What Will Layer 2 Actually Do?

The world is just now entering the “Layer 2” era

What Will Layer 2 Actually Do?

The world is just now entering the “Layer 2” era which is an incredible new phase of blockchain development in which the lightning network and other programming solutions that function “on top” of existing blockchains promise giant leaps in scalability, interoperability and functionality.

As Neha Narula, director of the MIT Media Lab’s Digital Currency Initiative describes it, the defining feature of Layer 2 is that “computation is moved off-chain, either to enable privacy or to save computing resources.” New security and trust solutions must be figured out for when a majority of the computing activity in individual transactions or smart contracts is taken “off chain.”

Instead of going through the laborious chain process of having the script of a particular program executed by every computer in the blockchain network, it “is implemented simply by the two or more computers involved in the transaction.”

And yet, she said, “you get similar security protections as with on-chain transactions because the blockchain acts as the anchor of trust.” An avalanche of innovation and development is headed our way and it cannot be a more appropriate time.

The web-based applications that now form part of everyday life, started when the 1989 implementation of Tim Berners-Lee’s Hypertext Transfer Protocol (HTTP) on top of the base-layer Transmission Control and Internet protocols (TCP/IP) paved the way for Marc Andreessen’s Mosaic Netscape browser in 1994.

Although HTTP was universally adopted as an almost immediate standard, there’s a great deal of competition in Layer 2 blockchain solutions. Blockchain industry will have a different sequencing.

Lightning’s payment channels were originally designed for bitcoin transactions, but it supports interoperability and has certain smart contract capability. That could put it up against alternative “state channel” Layer 2 solutions for Ethereum (Plasma, Raiden) as well as with projects aiming to enable cross-chain transactions (Polkadot, Cosmos, Interledger). The recent L2 Summit hosted by MIT DCI and Fidelity Labs showed us that there are many other lightweight off-chain ways to expand transactional capacity.

 

More than 2,000 nodes have already made their way to the Lightning Network, managing more than 7,000 channels. Although it is far from being a ubiquitous global network, however as a growing community, it provides a great foundation for experimentation.

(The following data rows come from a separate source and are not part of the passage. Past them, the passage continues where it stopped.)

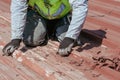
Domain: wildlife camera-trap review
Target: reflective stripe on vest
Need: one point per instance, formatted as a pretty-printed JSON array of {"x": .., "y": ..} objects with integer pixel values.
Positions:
[{"x": 51, "y": 9}]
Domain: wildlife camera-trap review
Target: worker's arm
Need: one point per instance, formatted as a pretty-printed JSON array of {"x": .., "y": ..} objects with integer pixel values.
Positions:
[
  {"x": 18, "y": 20},
  {"x": 79, "y": 12}
]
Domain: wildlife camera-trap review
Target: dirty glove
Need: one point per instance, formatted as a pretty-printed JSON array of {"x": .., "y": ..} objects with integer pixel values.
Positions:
[
  {"x": 66, "y": 46},
  {"x": 11, "y": 47}
]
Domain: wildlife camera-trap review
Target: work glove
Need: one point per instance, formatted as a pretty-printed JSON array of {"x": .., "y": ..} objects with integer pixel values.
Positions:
[
  {"x": 66, "y": 46},
  {"x": 11, "y": 47}
]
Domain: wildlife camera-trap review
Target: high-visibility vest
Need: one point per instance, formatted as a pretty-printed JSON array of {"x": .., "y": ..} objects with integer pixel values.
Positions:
[{"x": 51, "y": 9}]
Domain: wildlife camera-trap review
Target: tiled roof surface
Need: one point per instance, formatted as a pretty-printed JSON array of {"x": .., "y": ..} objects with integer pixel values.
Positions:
[{"x": 97, "y": 59}]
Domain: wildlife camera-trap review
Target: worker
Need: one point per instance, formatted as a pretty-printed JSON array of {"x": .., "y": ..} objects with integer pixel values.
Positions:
[{"x": 35, "y": 21}]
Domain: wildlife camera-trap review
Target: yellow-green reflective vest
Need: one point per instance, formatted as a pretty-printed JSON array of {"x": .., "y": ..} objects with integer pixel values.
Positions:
[{"x": 51, "y": 9}]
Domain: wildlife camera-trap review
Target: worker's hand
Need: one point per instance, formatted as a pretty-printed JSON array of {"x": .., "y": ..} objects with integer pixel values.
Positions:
[
  {"x": 66, "y": 46},
  {"x": 11, "y": 47}
]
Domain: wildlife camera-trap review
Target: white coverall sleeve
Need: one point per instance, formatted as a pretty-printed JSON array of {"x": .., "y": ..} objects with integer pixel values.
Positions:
[
  {"x": 18, "y": 18},
  {"x": 79, "y": 12}
]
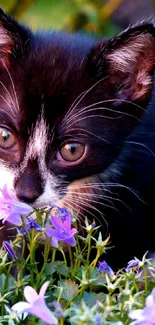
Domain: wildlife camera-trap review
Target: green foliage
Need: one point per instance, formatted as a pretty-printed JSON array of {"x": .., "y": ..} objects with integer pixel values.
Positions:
[
  {"x": 73, "y": 15},
  {"x": 84, "y": 294}
]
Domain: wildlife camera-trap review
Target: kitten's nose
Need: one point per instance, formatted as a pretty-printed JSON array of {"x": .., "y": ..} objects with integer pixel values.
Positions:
[
  {"x": 28, "y": 196},
  {"x": 28, "y": 186}
]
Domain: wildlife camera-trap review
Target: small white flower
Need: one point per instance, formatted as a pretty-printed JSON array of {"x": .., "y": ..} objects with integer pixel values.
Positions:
[
  {"x": 145, "y": 316},
  {"x": 36, "y": 304}
]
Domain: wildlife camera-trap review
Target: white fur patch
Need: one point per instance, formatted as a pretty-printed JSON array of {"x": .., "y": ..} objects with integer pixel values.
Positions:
[
  {"x": 49, "y": 196},
  {"x": 5, "y": 39},
  {"x": 38, "y": 141},
  {"x": 133, "y": 52},
  {"x": 6, "y": 176}
]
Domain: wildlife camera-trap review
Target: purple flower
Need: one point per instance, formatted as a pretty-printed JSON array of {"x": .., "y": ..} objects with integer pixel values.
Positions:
[
  {"x": 62, "y": 212},
  {"x": 145, "y": 316},
  {"x": 99, "y": 319},
  {"x": 104, "y": 267},
  {"x": 58, "y": 309},
  {"x": 6, "y": 245},
  {"x": 31, "y": 224},
  {"x": 36, "y": 304},
  {"x": 62, "y": 232},
  {"x": 132, "y": 264},
  {"x": 12, "y": 209}
]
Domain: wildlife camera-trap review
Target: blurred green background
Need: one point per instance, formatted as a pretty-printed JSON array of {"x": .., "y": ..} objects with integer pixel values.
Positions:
[{"x": 103, "y": 17}]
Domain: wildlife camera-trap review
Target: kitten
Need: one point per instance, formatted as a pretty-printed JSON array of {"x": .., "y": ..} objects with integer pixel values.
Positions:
[{"x": 67, "y": 105}]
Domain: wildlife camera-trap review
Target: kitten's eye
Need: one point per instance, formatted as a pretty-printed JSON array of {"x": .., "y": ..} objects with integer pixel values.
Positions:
[
  {"x": 7, "y": 139},
  {"x": 72, "y": 151}
]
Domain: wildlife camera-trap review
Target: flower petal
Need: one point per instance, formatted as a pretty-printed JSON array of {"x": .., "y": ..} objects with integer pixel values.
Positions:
[
  {"x": 21, "y": 307},
  {"x": 54, "y": 242},
  {"x": 14, "y": 218},
  {"x": 30, "y": 294},
  {"x": 67, "y": 223},
  {"x": 57, "y": 223},
  {"x": 137, "y": 314},
  {"x": 70, "y": 241},
  {"x": 43, "y": 289},
  {"x": 39, "y": 309}
]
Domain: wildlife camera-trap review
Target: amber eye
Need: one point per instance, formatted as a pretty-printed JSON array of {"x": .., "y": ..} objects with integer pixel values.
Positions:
[
  {"x": 7, "y": 139},
  {"x": 72, "y": 151}
]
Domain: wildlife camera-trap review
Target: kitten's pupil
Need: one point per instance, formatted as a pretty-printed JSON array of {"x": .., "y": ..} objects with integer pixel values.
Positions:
[
  {"x": 7, "y": 139},
  {"x": 72, "y": 151}
]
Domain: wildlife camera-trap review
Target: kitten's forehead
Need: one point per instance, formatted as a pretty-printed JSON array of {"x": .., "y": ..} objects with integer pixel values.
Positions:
[{"x": 38, "y": 139}]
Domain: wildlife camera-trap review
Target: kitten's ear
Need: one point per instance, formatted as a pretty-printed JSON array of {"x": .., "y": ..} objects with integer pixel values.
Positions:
[
  {"x": 127, "y": 61},
  {"x": 12, "y": 38}
]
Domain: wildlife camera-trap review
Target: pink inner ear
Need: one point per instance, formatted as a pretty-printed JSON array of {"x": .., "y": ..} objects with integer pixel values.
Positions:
[
  {"x": 6, "y": 44},
  {"x": 131, "y": 64}
]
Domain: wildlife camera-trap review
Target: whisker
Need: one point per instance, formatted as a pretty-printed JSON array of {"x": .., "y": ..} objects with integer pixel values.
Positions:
[
  {"x": 7, "y": 92},
  {"x": 84, "y": 94},
  {"x": 13, "y": 86},
  {"x": 90, "y": 206},
  {"x": 103, "y": 116},
  {"x": 88, "y": 132},
  {"x": 142, "y": 145},
  {"x": 82, "y": 110}
]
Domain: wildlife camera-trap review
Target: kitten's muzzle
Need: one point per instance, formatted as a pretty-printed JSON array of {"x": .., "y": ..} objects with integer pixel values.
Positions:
[{"x": 29, "y": 185}]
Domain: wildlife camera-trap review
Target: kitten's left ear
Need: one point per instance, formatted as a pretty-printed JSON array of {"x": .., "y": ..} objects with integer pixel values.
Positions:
[
  {"x": 12, "y": 38},
  {"x": 127, "y": 61}
]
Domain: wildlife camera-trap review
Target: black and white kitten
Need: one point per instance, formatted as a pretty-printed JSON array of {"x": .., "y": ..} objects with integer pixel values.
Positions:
[{"x": 67, "y": 105}]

There’s an even greater potential for development, now that a unique form of privacy-protecting smart contracts has been developed by Tadge Dryja, a co-author of the original Lightning white paper and now also at the DCI.

Lightning’s payment channels point to the kind of low-fee, fast-paced payments that bitcoin early on promised but failed to deliver. This could potentially disrupt business for banks, credit card companies and money transmitters.

Miners may also be hurt by activity going off chain.

Might Layer 2 solutions deny miners the fees they need to continue securing the underlying blockchain?